Гедовин растягивала слова, произнося их четко и по слогам, чтобы он уловил правильное звучание и расслышал все звуки в словах. Мальчик очень сосредоточенно следил за ней и внимательно слушал, впитывая каждый звук. Он запоминал слова, которые она ему называла, но наотрез отказался повторить их. Гедовин жестом попросила его произнести слово, но он только с испуганным видом покачал головой.
— Боишься, что не сможешь повторить также? Но ведь я бы тебя поправила, помогла.
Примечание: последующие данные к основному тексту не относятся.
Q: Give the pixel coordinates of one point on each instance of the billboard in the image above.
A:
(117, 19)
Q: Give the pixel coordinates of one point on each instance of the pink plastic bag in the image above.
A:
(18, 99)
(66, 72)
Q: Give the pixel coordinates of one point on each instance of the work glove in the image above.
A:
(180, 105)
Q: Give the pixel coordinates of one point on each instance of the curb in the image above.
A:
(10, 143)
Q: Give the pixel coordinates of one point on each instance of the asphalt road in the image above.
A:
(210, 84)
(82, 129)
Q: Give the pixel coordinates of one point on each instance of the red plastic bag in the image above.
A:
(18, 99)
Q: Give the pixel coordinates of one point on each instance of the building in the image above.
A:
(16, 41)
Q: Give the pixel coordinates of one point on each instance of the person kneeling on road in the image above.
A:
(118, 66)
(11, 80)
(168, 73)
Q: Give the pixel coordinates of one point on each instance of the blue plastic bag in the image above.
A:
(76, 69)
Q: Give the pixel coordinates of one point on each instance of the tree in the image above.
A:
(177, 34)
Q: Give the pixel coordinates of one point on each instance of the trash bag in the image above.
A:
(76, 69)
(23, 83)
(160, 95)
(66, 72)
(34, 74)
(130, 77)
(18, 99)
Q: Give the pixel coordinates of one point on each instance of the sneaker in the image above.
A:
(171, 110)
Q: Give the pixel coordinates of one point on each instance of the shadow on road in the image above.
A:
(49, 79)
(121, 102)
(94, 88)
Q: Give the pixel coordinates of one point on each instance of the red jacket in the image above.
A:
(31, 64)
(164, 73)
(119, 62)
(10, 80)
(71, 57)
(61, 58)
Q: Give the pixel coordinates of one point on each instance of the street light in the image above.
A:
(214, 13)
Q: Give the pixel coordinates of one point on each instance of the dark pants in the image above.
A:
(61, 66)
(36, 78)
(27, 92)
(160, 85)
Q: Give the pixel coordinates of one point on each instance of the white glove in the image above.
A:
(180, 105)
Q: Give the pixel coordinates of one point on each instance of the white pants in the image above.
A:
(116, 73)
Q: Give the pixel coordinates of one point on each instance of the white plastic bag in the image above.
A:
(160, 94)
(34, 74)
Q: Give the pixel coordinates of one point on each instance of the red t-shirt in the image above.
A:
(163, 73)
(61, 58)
Но, увы, ее заверения были ему пока недоступны для понимания, а на жестах это объяснить довольно сложно. Мост так и не был достроен, когда коляска остановилась: перед ними были городские ворота Рувира, было, действительно, где-то около двух часов дня. Гедовин хотела разбудить гувернантку, но та проснулась сама, надев непромокаемый плащ и накрыв им документы, она вынырнула наружу.
Едва Гедовин вернулась к тревогам реального мира, как волна боли буквально накрыла ее, ей хотелось вскрикнуть, глубоко вздохнуть, но она не могла. Кто-то потряс ее за плечо, вздрогнув, девочка обнаружила себя лежащей на полу коляски, сидя подле нее на корточках, ее друг старался привести ее в чувство. Она потеряла сознание, от боли, душевной боли! Теперь уже глупо было лгать самой себе, Гедовин заплакала.
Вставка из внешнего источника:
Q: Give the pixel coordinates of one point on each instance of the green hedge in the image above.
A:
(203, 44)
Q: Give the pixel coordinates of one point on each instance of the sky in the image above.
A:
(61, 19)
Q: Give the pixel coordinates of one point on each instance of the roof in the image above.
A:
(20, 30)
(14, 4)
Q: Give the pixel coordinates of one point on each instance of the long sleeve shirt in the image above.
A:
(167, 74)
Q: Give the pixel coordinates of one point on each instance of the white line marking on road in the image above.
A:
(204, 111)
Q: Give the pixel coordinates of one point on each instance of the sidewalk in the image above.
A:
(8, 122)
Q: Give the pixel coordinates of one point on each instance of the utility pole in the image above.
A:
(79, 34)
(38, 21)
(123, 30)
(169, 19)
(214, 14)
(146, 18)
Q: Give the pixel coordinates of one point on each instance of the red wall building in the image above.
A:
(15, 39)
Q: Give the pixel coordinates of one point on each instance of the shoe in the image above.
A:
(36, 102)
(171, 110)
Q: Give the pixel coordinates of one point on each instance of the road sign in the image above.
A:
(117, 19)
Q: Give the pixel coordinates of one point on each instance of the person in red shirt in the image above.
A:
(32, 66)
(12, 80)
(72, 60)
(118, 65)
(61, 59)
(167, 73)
Мальчик вовремя помог ей подняться, усадив ее на сиденье до возвращения гувернантки. Окинув взглядом ревущую Гедовин, та оторопела произнесла.
— Я же еще ничего не сказала, откуда ты?..
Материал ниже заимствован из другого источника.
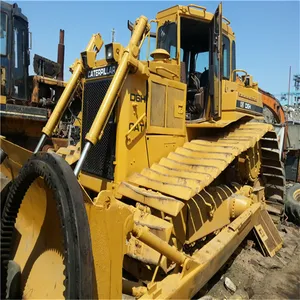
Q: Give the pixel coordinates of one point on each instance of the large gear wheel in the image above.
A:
(45, 233)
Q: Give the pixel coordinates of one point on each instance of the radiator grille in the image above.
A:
(100, 158)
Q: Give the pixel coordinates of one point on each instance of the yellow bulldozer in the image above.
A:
(174, 169)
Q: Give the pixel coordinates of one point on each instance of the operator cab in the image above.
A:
(192, 38)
Ворота города открылись, пропустив внутрь коляску, которая медленно покатилась по мокрым мощеным камнем улицам. Рувир был небольшим, но очень необычным городом, совмещая в себе такие древние сооружения, как библиотека и амфитеатр, а также новые, ничем непримечательные дома простых людей и богатые особняки знатных особ. Здесь стоило только начать разрабатывать землю, как сразу же можно было найти свидетельства старины, когда Рувир славился своей библиотекой, активно участвовал в жизни страны, в отличие от теперешнего состояния, когда каждый старался закрыться в своем доме, поменьше знать о проблемах других и больше заниматься собственным жизненным укладом. Театральная и в целом творческая жизнь города постепенно угасала: все меньше постановок организовывалось, практически ни один творческий коллектив не ездил в другие поселения на гастроли, зато приезжали труппы из Истмирры, оживляя ненадолго будни Рувира. Выступали приезжие в основном в амфитеатре, на который уже сорок лет практически не выделялись средства, с тех самых пор, как Рувир перешел в состав Гриальша.
Все время до дома госпожи Руяны, гувернантка мужественно терпела слезы девочки, но потом не выдержала и попросила ее успокоиться.
— Барышня, пожалуйста, соберитесь и постарайтесь успокоиться. Подумайте, вам же не хочется в такую минуту выслушивать замечания отца?
— Да мне все равно, что он скажет! — в отчаянии воскликнула Гедовин и, не дожидаясь, когда коляска остановится, буквально проскользнула меж рук пытавшейся остановить ее гувернантки и выпрыгнула наружу.